В больнице Хопкинса прилежные ученики Холстеда со скальпелями в руках соревновались, кто обгонит учителя[152]
. Джозеф Блад-гуд, один из первых ординаторов Холстеда, забрался дальше в шею пациентки, вырезав цепочку лимфоузлов выше ключицы. Харви Кушинг, еще один подающий надежды ученик, “вычистил переднее средостение”, избавившись от скопления лимфоузлов глубоко в грудной клетке. “Весьма вероятно, – отмечал Холстед, – что в ближайшем будущем мы будем удалять содержимое средостения в ходе некоторых первичных операций”[153]. Зловещий марафон набирал ход. Холстед и его верные сподвижники предпочли бы выпотрошить тело полностью, чем столкнуться с рецидивом рака. В Европе один хирург удалил женщине с опухолью молочной железы три ребра и другие части грудной клетки, плечо и ключицу[154].Холстед сознавал, сколь велик “физический налог” с его операций: такие обширные мастэктомии необратимо калечили его пациенток. После удаления большой грудной мышцы плечи западали внутрь, словно застывая в вечном пожатии, так что рукой невозможно было двинуть ни вбок, ни вперед. Удаление подмышечных лимфоузлов зачастую нарушало лимфоток, вызывая отеки руки из-за застоя жидкости – это явление Холстед образно окрестил “хирургической слоновостью”[155]
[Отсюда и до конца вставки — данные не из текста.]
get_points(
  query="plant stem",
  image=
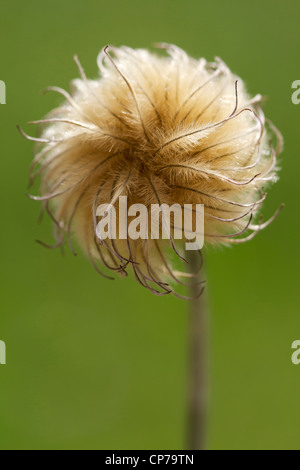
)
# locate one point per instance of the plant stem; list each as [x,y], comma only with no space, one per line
[197,393]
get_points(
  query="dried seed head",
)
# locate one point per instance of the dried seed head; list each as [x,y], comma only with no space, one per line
[158,129]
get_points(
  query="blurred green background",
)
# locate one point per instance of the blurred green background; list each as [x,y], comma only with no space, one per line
[93,364]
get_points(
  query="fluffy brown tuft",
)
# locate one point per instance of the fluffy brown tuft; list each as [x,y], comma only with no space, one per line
[159,129]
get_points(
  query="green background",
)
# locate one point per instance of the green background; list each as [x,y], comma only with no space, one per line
[93,364]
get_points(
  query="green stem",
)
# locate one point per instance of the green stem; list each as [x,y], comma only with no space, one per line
[197,359]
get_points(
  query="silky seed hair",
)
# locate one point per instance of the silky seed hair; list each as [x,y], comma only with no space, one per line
[160,129]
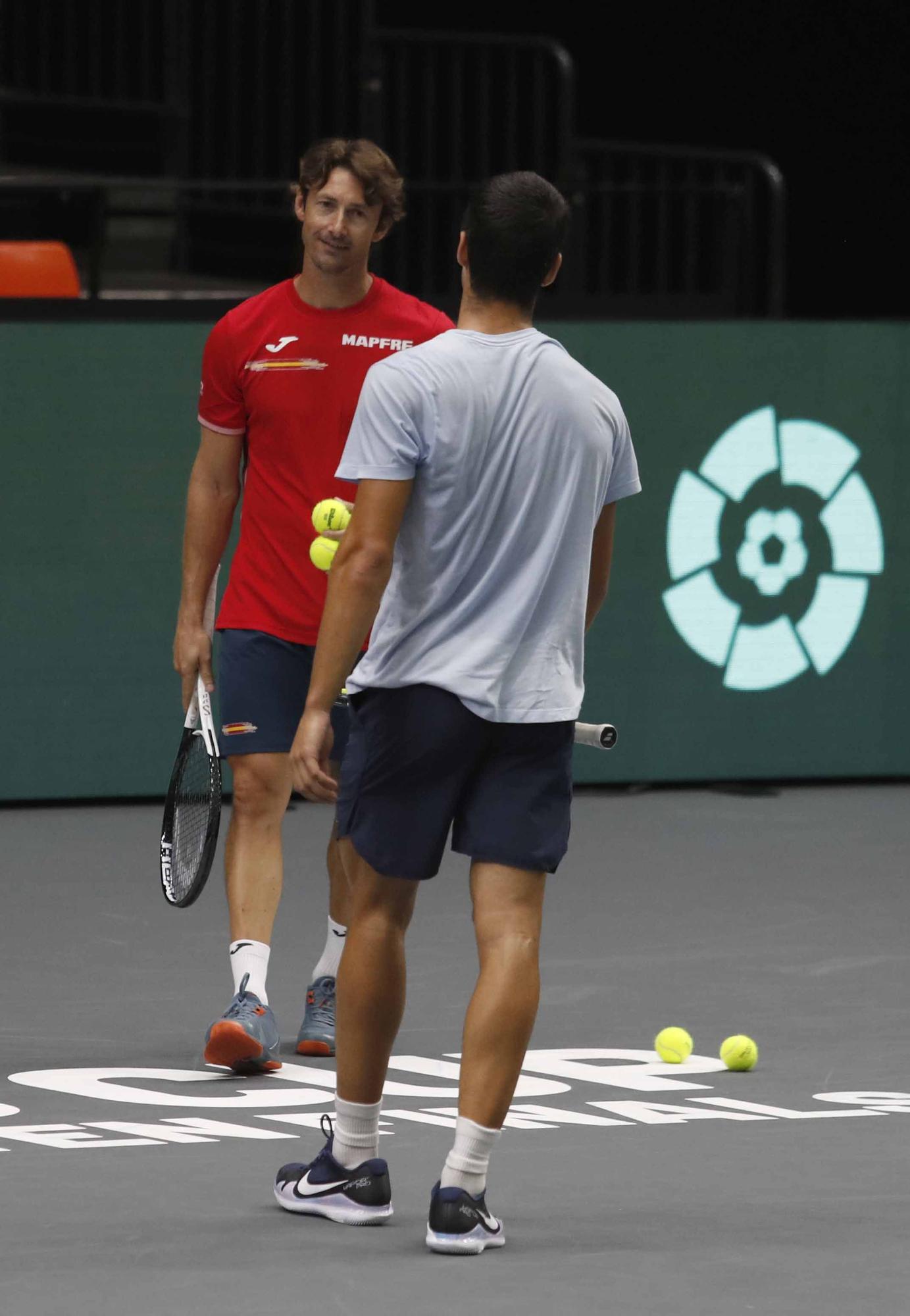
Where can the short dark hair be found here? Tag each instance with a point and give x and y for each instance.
(367, 163)
(516, 226)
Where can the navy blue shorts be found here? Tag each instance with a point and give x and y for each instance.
(418, 763)
(262, 686)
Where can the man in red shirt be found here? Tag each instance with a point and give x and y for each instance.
(282, 374)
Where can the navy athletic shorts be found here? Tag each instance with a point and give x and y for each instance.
(262, 686)
(418, 763)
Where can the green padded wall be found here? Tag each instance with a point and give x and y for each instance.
(99, 436)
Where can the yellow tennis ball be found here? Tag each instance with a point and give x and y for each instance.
(672, 1046)
(740, 1052)
(330, 515)
(321, 552)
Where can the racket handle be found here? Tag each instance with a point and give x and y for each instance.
(192, 711)
(599, 736)
(208, 617)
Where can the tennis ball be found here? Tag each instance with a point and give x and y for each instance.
(321, 552)
(672, 1046)
(330, 515)
(740, 1052)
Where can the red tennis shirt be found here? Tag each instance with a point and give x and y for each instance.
(288, 377)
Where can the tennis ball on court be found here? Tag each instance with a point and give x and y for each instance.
(330, 515)
(321, 552)
(740, 1052)
(672, 1046)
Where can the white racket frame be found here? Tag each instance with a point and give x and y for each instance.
(592, 735)
(200, 706)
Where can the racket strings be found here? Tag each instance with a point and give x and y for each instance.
(197, 785)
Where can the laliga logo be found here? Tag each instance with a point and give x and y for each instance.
(771, 547)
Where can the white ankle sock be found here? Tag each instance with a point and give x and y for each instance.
(330, 959)
(250, 957)
(357, 1132)
(468, 1161)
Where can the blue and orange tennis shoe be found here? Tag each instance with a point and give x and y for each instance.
(317, 1032)
(246, 1038)
(324, 1188)
(461, 1223)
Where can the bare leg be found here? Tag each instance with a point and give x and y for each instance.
(371, 980)
(253, 856)
(508, 909)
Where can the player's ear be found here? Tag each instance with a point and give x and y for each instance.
(557, 268)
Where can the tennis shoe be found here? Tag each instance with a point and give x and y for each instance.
(462, 1225)
(317, 1032)
(324, 1188)
(246, 1038)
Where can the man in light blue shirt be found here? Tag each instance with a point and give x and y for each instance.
(490, 465)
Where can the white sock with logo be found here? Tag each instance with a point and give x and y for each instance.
(330, 959)
(468, 1161)
(250, 957)
(357, 1132)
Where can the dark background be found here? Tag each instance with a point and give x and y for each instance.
(821, 89)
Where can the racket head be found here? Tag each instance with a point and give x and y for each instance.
(190, 826)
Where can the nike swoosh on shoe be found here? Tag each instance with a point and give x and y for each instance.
(315, 1190)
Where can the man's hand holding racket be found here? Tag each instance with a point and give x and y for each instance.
(192, 659)
(309, 757)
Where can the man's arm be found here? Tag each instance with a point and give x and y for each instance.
(215, 489)
(601, 557)
(358, 577)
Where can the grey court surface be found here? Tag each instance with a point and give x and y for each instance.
(626, 1186)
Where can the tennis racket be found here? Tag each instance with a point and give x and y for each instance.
(192, 810)
(599, 736)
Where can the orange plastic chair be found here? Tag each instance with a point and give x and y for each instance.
(37, 270)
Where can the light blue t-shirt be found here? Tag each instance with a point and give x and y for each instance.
(515, 449)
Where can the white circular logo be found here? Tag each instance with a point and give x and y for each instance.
(770, 548)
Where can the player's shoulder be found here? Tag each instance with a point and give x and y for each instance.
(253, 311)
(428, 320)
(576, 378)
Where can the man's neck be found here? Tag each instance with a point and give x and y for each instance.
(492, 316)
(332, 291)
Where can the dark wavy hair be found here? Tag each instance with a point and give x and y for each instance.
(367, 163)
(516, 226)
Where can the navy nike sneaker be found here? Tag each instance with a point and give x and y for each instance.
(461, 1223)
(324, 1188)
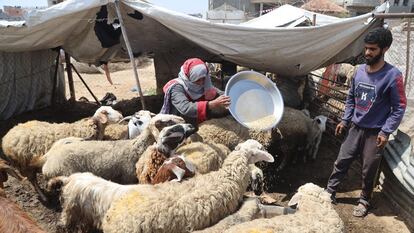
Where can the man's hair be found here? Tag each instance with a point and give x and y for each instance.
(380, 36)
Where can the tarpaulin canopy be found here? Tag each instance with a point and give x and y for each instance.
(286, 51)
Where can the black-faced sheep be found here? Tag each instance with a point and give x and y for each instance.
(112, 160)
(155, 155)
(26, 143)
(193, 204)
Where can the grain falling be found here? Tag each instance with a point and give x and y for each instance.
(262, 123)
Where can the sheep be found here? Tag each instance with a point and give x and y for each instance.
(155, 155)
(229, 132)
(191, 205)
(136, 124)
(113, 160)
(294, 134)
(12, 218)
(314, 214)
(209, 156)
(205, 157)
(25, 144)
(174, 168)
(250, 209)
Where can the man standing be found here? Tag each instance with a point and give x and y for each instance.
(374, 109)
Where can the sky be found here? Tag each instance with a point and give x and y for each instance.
(185, 6)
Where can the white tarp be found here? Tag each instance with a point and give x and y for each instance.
(287, 16)
(286, 51)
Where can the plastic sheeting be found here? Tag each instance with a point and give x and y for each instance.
(26, 81)
(286, 51)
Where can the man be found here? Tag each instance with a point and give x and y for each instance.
(374, 108)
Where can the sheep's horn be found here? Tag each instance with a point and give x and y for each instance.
(12, 172)
(125, 118)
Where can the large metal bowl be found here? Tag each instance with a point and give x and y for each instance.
(255, 100)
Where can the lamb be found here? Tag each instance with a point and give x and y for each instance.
(136, 124)
(12, 218)
(112, 160)
(314, 214)
(191, 205)
(153, 158)
(25, 144)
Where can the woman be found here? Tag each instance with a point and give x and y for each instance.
(191, 95)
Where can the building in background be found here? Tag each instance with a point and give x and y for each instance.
(402, 6)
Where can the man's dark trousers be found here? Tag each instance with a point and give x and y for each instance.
(360, 142)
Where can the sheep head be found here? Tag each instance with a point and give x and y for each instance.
(320, 121)
(107, 115)
(172, 136)
(138, 122)
(6, 169)
(254, 151)
(160, 121)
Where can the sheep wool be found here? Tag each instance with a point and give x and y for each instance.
(229, 132)
(315, 214)
(112, 160)
(206, 157)
(183, 207)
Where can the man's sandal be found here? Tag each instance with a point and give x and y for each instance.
(360, 210)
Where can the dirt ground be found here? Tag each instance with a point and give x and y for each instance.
(382, 219)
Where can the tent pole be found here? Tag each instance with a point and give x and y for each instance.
(55, 79)
(407, 63)
(131, 56)
(84, 83)
(70, 77)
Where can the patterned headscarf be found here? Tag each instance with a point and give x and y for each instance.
(192, 70)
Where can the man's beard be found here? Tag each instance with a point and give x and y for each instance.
(373, 60)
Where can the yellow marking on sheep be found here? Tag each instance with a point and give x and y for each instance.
(259, 231)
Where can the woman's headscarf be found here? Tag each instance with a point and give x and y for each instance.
(192, 70)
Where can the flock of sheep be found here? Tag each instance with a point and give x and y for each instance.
(159, 174)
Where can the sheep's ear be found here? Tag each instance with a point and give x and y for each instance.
(295, 199)
(259, 155)
(178, 172)
(103, 117)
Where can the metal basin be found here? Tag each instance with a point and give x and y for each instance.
(255, 100)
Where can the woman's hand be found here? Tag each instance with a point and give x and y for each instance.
(220, 102)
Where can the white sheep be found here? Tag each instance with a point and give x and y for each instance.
(136, 124)
(12, 218)
(205, 157)
(155, 155)
(25, 144)
(315, 213)
(113, 160)
(250, 209)
(174, 168)
(295, 132)
(191, 205)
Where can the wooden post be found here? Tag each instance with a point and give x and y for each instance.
(261, 9)
(131, 56)
(70, 77)
(407, 64)
(53, 99)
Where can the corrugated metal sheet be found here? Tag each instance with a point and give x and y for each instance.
(397, 176)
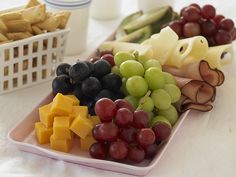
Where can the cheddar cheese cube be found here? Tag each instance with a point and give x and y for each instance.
(95, 119)
(61, 128)
(81, 126)
(76, 101)
(61, 105)
(63, 145)
(86, 142)
(45, 116)
(42, 133)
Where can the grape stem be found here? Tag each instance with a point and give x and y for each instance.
(143, 100)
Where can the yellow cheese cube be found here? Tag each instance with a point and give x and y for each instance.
(45, 116)
(75, 100)
(63, 145)
(95, 119)
(81, 126)
(86, 142)
(61, 128)
(42, 133)
(62, 105)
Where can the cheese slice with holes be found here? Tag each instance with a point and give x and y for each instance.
(162, 43)
(188, 51)
(219, 56)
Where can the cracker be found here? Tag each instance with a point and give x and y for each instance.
(34, 14)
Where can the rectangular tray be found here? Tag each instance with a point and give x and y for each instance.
(23, 136)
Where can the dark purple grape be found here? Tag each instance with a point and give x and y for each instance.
(79, 72)
(101, 68)
(62, 84)
(111, 81)
(91, 86)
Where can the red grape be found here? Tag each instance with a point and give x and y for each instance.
(226, 24)
(218, 18)
(177, 27)
(191, 14)
(140, 119)
(128, 134)
(161, 130)
(208, 11)
(124, 117)
(195, 5)
(211, 41)
(106, 109)
(98, 150)
(118, 150)
(122, 103)
(95, 133)
(208, 28)
(94, 59)
(109, 58)
(191, 29)
(108, 131)
(145, 137)
(223, 37)
(151, 150)
(136, 154)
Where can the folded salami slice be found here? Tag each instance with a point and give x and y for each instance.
(198, 71)
(185, 104)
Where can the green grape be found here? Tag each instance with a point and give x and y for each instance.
(161, 99)
(173, 91)
(154, 78)
(123, 86)
(115, 70)
(159, 119)
(121, 56)
(152, 63)
(171, 114)
(132, 100)
(131, 68)
(137, 86)
(169, 78)
(146, 104)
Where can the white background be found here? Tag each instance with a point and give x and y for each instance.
(205, 145)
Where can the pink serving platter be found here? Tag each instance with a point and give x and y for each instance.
(23, 136)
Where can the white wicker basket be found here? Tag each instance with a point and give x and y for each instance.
(31, 61)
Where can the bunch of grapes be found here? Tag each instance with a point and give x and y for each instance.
(196, 20)
(124, 133)
(146, 86)
(88, 81)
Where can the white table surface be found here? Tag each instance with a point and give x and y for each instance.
(205, 145)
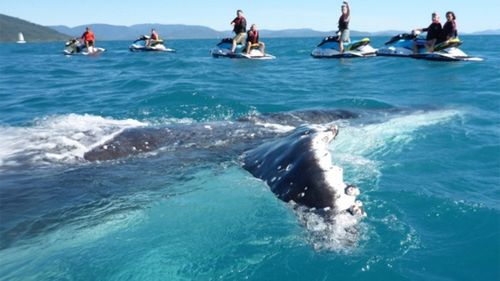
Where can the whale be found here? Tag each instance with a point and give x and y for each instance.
(289, 152)
(234, 137)
(298, 168)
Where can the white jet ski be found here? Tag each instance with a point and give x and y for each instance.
(329, 48)
(402, 45)
(139, 45)
(75, 46)
(223, 49)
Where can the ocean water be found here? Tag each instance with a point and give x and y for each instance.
(425, 152)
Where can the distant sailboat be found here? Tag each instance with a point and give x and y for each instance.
(20, 37)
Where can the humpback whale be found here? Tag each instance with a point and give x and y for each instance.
(298, 168)
(294, 162)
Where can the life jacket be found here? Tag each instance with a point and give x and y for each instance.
(253, 37)
(240, 25)
(89, 36)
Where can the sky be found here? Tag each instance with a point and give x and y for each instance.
(322, 15)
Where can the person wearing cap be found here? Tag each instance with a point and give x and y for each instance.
(88, 38)
(434, 33)
(239, 28)
(344, 33)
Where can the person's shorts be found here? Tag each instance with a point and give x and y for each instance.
(345, 36)
(239, 38)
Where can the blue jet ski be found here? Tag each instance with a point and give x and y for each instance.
(402, 45)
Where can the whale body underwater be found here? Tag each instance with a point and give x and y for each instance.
(288, 151)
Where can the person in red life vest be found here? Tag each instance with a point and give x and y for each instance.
(154, 37)
(253, 40)
(344, 33)
(450, 27)
(88, 37)
(239, 28)
(434, 33)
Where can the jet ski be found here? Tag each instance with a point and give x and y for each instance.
(75, 46)
(329, 48)
(139, 45)
(223, 49)
(402, 45)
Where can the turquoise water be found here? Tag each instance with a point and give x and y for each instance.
(425, 153)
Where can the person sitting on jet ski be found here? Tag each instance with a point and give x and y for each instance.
(253, 40)
(450, 27)
(344, 34)
(434, 32)
(154, 37)
(88, 37)
(240, 27)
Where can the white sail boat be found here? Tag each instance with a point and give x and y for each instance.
(20, 37)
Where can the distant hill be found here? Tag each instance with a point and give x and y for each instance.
(487, 32)
(120, 32)
(179, 31)
(10, 27)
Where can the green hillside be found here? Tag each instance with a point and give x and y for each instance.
(10, 27)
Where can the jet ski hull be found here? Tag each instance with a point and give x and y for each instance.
(75, 47)
(223, 50)
(139, 45)
(402, 45)
(329, 48)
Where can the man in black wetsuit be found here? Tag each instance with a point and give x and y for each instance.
(239, 28)
(434, 31)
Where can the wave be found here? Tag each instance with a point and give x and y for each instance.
(58, 139)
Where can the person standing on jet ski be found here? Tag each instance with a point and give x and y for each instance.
(88, 37)
(152, 38)
(240, 27)
(450, 27)
(434, 34)
(344, 34)
(253, 40)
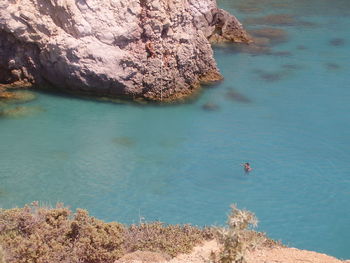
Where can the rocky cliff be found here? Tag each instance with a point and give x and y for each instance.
(152, 49)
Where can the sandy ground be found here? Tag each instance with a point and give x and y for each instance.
(201, 254)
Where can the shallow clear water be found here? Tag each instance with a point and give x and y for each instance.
(181, 164)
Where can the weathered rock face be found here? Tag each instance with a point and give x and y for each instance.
(155, 49)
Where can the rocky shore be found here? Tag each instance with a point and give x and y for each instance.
(156, 50)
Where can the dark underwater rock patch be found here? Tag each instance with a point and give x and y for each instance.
(332, 66)
(291, 66)
(233, 95)
(273, 20)
(270, 76)
(301, 47)
(275, 35)
(337, 42)
(124, 141)
(281, 53)
(20, 111)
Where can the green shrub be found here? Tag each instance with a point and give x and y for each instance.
(169, 239)
(237, 238)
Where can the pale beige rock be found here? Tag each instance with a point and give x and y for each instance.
(201, 254)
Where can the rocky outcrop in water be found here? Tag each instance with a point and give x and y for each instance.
(157, 50)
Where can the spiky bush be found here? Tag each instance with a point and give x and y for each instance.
(2, 256)
(37, 234)
(41, 235)
(237, 237)
(169, 239)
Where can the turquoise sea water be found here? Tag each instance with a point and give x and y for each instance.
(286, 114)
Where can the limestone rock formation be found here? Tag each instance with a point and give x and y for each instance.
(152, 49)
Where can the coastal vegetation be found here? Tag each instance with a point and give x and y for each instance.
(41, 234)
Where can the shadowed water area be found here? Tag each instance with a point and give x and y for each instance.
(283, 106)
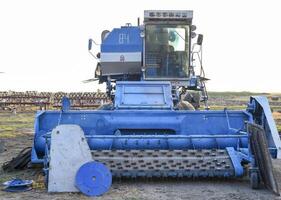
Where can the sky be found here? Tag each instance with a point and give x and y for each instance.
(43, 44)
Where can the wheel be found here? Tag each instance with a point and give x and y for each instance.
(254, 180)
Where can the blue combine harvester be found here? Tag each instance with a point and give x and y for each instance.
(154, 127)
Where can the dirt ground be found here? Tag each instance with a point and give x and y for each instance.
(20, 136)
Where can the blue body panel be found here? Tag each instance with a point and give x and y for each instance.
(124, 39)
(153, 128)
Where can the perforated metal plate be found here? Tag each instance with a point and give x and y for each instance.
(164, 163)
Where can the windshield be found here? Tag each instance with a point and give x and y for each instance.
(166, 51)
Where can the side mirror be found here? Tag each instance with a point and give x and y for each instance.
(90, 44)
(200, 39)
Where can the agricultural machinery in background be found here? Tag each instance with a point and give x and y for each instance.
(154, 126)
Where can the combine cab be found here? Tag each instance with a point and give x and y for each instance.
(153, 127)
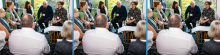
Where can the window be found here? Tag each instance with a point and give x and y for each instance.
(200, 3)
(21, 6)
(53, 3)
(112, 3)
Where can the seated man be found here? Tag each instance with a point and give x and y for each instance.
(26, 41)
(100, 41)
(174, 41)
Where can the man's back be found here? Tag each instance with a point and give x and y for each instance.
(101, 42)
(174, 41)
(26, 41)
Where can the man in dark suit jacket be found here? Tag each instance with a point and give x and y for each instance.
(164, 5)
(90, 6)
(16, 7)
. Восстановление после операции нередко занимало месяцы, а то и годы. Однако Холстед относился ко всем этим последствиям как к неизбежным ранениям в битвах тотальной войны. “Пациентка – юная леди, и мне отчаянно не хотелось уродовать ее”, – с искренним участием вспоминал он об операции, выполненной им в 1890-х и охватившей даже шею. В его хирургических заметках звучат мягкие, почти отеческие нотки, а сообщения об исходах лечения пронизаны личной обеспокоенностью. “Свободно владеет рукой. Может колоть дрова, <…> никаких отеков”, – написал он в конце одной из историй болезни. “Замужем, четверо детей”, – приписано на полях другой.Но спасала ли жизни мастэктомия по Холстеду? В самом ли деле радикальная хирургия
Прежде чем ответить на эти вопросы, представим себе условия, в которых расцвела радикальная мастэктомия. В 1870-е, когда Холстед устремился в Европу перенимать опыт великих мастеров, хирургия как дисциплина только выходила из своего подросткового возраста. К 1898 году она уже превратилась в дисциплину, исполненную самоуверенности, столь восхищенную своими техническими достижениями, что великие хирурги беззастенчиво воображали себя шоуменами. Операционные величали операционным театром, а сами операции проводили как детально продуманные представления, за которыми через окна в куполе зала часто в напряжении наблюдали притихшие зрители. Смотреть операцию Холстеда, как писал один из таких зрителей, было сродни наблюдению за “актом творчества художника вроде кропотливой работы венецианского миниатюриста или флорентийского мозаиста”[156]
. Холстед приветствовал технические затруднения в ходе операций и был склонен причислять самые проблемные случаи к самым излечимым. “Ничего не имею против больших размеров [опухоли] ”, – писал он[157], будто вызывая рак на дуэль со своим скальпелем.Однако технические успехи на операционном столе не служили залогом долговременного успеха и снижения частоты рецидивов. Возможно, мастэктомии Холстеда и напоминали работу флорентийского художника, однако если рак относился к хроническим рецидивирующим заболеваниям, то даже такой филигранной техники могло быть недостаточно. Чтобы определить, в самом ли деле Холстед избавлял пациентов от рака молочной железы, необходимо было собрать данные не по послеоперационной или даже годичной выживаемости, а по выживаемости через 5-10 лет.
Методику явно следовало проверить длительным наблюдением за пациентами. В середине 1890-х, на пике своей хирургической карьеры, Холстед начал собирать долгосрочную статистику с целью показать, что его операция – самая эффективная. К тому времени радикальная мастэктомия была в ходу уже больше 10 лет. Количество прооперированных пациенток и удаленных опухолей позволило Холстеду создать в больнице Хопкинса то, что он называл “ракохранилищем”[158]
.По идее, следовало бы признать справедливость теории радикальной хирургии Холстеда: действительно, агрессивная хирургическая атака даже на мельчайшую опухоль – лучший способ достичь излечения. Однако в этой логике крылась глубокая концептуальная ошибка. Представьте себе популяцию, в которой рак молочной железы встречается со стабильной частотой – например, 1 % в год, – но опухоли с самого своего зарождения ведут себя по-разному. У одних женщин к моменту постановки диагноза рак распространяется за пределы груди, метастазируя в кости, легкие и печень. У других он ограничен только железой или железой с несколькими лимфоузлами – истинно местное заболевание.